Modified Files Analysis:

  • Use Bash tool: git diff --name-only HEAD~5..HEAD
  • Identify recently changed files for impact assessment

File Impact Assessment Using Grep Tool:

For each modified file, use language-specific analysis:

Public Interface Analysis:

Grep tool parameters (per file):
- C#: pattern: "public.*class|public.*interface|public.*method"
- TypeScript/JavaScript: pattern: "export|module\.exports|public"
- Java: pattern: "public.*class|public.*interface|public.*method"
- Python: pattern: "def |class |from.*import"
- Use appropriate file-specific search with Read tool

Dependency Impact Analysis:

  • Use Grep tool to find import/using statements in modified files
  • Assess downstream impact of changes
  • Calculate regression risk scores based on interface changes

Results:

  • Set REGRESSION_RISK_SCORE based on analysis
  • Document high-risk changes in audit report

Integration Point Analysis (Using Claude Code CLI Tools)

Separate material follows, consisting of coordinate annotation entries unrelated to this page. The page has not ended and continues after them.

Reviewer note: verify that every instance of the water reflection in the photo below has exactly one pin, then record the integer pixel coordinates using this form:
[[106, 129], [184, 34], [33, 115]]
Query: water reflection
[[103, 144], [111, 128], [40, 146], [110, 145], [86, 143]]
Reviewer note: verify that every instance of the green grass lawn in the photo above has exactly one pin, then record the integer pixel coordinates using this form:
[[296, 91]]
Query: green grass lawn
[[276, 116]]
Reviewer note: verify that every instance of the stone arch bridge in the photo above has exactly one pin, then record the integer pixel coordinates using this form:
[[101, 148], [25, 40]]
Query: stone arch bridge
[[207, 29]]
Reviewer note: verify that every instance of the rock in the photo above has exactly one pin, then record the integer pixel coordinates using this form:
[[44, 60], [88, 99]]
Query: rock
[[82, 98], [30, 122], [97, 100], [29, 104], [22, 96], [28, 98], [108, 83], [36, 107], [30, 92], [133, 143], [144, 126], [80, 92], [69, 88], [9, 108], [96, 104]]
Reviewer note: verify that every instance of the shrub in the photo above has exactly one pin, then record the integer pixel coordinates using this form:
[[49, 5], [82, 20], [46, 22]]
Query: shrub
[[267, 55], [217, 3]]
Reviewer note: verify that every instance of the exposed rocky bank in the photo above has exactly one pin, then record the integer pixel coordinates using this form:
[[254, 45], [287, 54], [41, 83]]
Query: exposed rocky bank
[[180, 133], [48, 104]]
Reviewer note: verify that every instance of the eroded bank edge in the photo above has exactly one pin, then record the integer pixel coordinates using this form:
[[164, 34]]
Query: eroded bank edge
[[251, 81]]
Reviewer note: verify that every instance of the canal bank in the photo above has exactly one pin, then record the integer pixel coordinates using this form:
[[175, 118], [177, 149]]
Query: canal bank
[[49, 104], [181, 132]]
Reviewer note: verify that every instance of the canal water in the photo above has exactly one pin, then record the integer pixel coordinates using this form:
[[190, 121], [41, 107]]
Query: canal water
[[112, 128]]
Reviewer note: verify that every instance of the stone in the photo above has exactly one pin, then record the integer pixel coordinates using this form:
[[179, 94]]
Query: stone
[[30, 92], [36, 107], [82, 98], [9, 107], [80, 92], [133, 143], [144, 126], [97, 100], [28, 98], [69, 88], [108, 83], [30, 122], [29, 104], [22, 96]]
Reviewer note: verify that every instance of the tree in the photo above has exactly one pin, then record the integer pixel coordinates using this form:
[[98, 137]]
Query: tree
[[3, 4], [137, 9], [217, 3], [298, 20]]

External Dependencies Analysis:

Use language-specific dependency analysis with Read and Grep tools:

C# Projects:

  • Use Glob tool with pattern **/*.csproj to find project files
  • Use Read tool to examine project files for PackageReference/ProjectReference
  • Use Grep tool: pattern "PackageReference|ProjectReference", glob "**/*.csproj"

Node.js Projects:

  • Use Read tool to examine package.json for dependencies
  • Use Grep tool to find dependency sections in package files

Java Projects:

  • Use Glob tool: pattern **/pom.xml or **/build.gradle
  • Use Grep tool: pattern "|implementation|compile"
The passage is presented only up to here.